Comment: The paper introduces a novel method for learning repetition-invariant representations in polymer informatics, which aligns with representation learning by providing insights into encoding information in deep networks.

Relevance: 9 Novelty: 8

6. FlowVAT: Normalizing Flow Variational Inference with Affine-Invariant Tempering

ArXiv ID: 2505.10466

Authors: Juehang Qin, Shixiao Liang, Christopher Tunnell

Abstract: Multi-modal and high-dimensional posteriors present significant challenges for variational inference, causing mode-seeking behavior and collapse despite the theoretical expressiveness of normalizing flows. Traditional annealing methods require temperature schedules and hyperparameter tuning, falling short of the goal of truly black-box variational inference. We introduce FlowVAT, a conditional tempering approach for normalizing flow variational inference that addresses these limitations. Our method tempers both the base and target distributions simultaneously, maintaining affine-invariance under tempering.
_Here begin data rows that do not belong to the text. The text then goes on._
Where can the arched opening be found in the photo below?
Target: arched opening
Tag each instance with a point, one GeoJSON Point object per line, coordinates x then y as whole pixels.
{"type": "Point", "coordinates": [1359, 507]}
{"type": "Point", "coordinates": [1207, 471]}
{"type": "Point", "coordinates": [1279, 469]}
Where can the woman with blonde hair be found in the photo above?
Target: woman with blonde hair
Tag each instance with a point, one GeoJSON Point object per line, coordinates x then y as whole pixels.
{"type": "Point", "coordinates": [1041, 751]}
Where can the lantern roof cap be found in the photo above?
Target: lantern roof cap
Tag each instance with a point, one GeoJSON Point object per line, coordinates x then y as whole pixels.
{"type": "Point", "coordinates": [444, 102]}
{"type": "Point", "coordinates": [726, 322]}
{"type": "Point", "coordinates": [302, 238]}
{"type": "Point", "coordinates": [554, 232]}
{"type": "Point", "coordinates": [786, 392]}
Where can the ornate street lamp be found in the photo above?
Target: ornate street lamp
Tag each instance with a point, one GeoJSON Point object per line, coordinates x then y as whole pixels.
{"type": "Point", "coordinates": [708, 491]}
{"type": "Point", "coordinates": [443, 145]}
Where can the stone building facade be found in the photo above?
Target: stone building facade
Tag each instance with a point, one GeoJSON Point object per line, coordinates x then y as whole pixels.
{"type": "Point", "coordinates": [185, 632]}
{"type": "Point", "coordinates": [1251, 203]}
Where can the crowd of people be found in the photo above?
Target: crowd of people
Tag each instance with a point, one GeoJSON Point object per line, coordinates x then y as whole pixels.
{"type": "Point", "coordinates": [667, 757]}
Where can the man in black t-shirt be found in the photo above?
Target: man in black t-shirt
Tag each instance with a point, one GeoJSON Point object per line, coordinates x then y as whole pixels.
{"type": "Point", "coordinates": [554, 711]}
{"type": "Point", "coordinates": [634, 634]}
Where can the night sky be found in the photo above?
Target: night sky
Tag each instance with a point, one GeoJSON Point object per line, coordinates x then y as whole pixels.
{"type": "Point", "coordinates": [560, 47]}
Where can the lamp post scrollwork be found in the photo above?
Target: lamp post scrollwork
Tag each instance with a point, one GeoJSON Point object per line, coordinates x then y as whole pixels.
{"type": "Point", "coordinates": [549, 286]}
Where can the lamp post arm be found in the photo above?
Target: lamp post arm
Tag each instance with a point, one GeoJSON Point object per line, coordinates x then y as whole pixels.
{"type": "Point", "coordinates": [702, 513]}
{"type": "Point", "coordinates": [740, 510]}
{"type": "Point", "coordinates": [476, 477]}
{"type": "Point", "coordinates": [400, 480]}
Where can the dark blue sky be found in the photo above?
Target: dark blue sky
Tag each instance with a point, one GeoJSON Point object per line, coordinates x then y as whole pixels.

By conditioning the normalizing flow on temperature, we leverage overparameterized neural networks' generalization capabilities to train a single flow representing the posterior across a range of temperatures. This preserves modes identified at higher temperatures when sampling from the variational posterior at $T = 1$, mitigating standard variational methods' mode-seeking behavior. In experiments with 2, 10, and 20 dimensional multi-modal distributions, FlowVAT outperforms traditional and adaptive annealing methods, finding more modes and achieving better ELBO values, particularly in higher dimensions where existing approaches fail. Our method requires minimal hyperparameter tuning and does not require an annealing schedule, advancing toward fully-automatic black-box variational inference for complicated posteriors.

Comment: The paper introduces FlowVAT, a novel method for variational inference using normalizing flows, which aligns with representation learning by addressing mode-seeking behavior and improving ELBO values.